Glory Review

Glory
Robert Shaw leads the US Civil War's first all-black volunteer company, fighting prejudices of both his own Union army and the Confederates.

by Ian Nathan |
Published on
Release Date:

01 Jan 1979

Running Time:

122 minutes

Certificate:

15

Original Title:

Glory

Based upon the actual letters of Colonel Robert Gould Shaw, this Civil War drama tells of the formation of the first fully black company of soldiers, led by this white colonel. They must face both the violence of the war itself, as well as the bigotry within their own army, but still come out triumphant.

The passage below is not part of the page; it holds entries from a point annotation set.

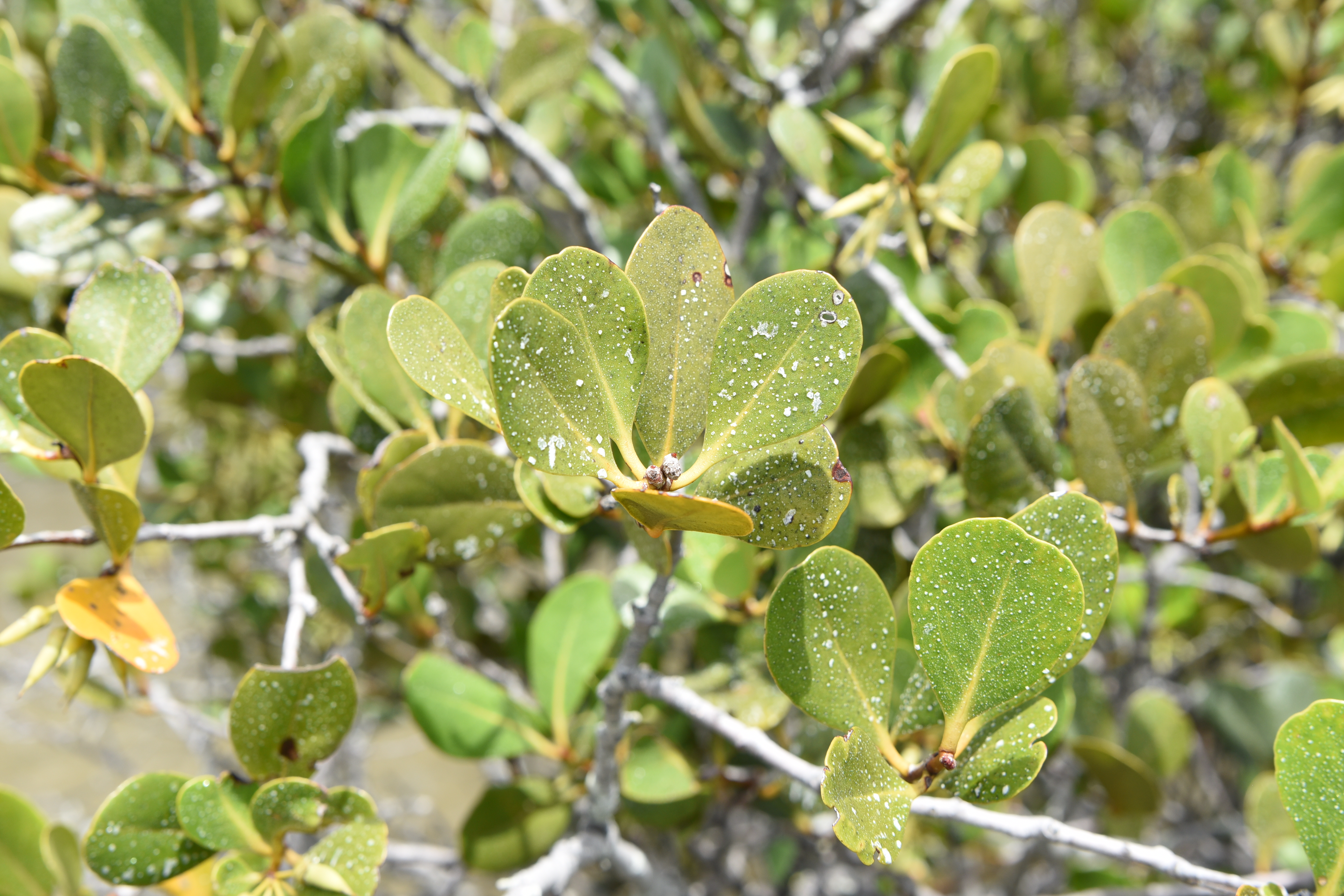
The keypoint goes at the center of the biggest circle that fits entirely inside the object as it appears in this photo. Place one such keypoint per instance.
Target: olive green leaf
(657, 773)
(507, 287)
(1004, 757)
(439, 359)
(216, 812)
(353, 853)
(1213, 418)
(502, 229)
(1222, 289)
(1078, 527)
(1010, 457)
(363, 332)
(128, 319)
(991, 610)
(22, 870)
(662, 511)
(1132, 789)
(1263, 483)
(568, 641)
(964, 91)
(607, 315)
(830, 639)
(531, 491)
(116, 516)
(682, 276)
(384, 558)
(1056, 249)
(18, 349)
(804, 141)
(331, 349)
(784, 358)
(288, 805)
(1164, 335)
(466, 514)
(514, 827)
(84, 405)
(283, 722)
(1139, 242)
(467, 299)
(19, 117)
(1309, 768)
(92, 89)
(1308, 393)
(1303, 480)
(1159, 731)
(881, 368)
(794, 491)
(1108, 424)
(546, 57)
(135, 837)
(466, 714)
(872, 800)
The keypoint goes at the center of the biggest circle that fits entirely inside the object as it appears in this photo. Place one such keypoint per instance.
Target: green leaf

A stirring, politically correct, glossy old epic about the Massachusetts 54th Regiment, the entirely black regiment who lead the fateful charge on Fort Wagner in the Charleston Bay, and provide a helpful short-hand for the contribution of 37,000 African-Americans in the turmoil of the Civil War. Edward Zwick, a director of often stifling earnestness, fills this layered history with a indignant self-righteousness, some terrifically stern acting (Denzel Washington picked up his first Oscar as the jaded former slave Trip), and sensibly had Brit cinematographer Freddie Francis behind the camera. The film manages the trick of feeling authentic while looking grand and operatic.

But the film’s liberal-mindedness is often overbearing. Kevin Jarre’s script shapes its characters as defined archetypes — the angry black man (Washington), the noble black man (Morgan Freeman), the empathetic captain (Matthew Broderick) — rather than as real men with conflicting motivations. Its message is like a trumpet blast, but we shouldn’t ignore that it is an important one. Glory presents America’s birth pangs with determined clarity; that racism is an ill contained in its very make-up.

And there is undoubtedly a thrilling charge to their great triumph. Filmed with blistering power, as the regiment surges down a beach through clouds of cannon-fire, it become starkly clear that heroism is something uninfluenced by colour. It just is. And the film’s misty-eyed simplicity keeps that dead centre.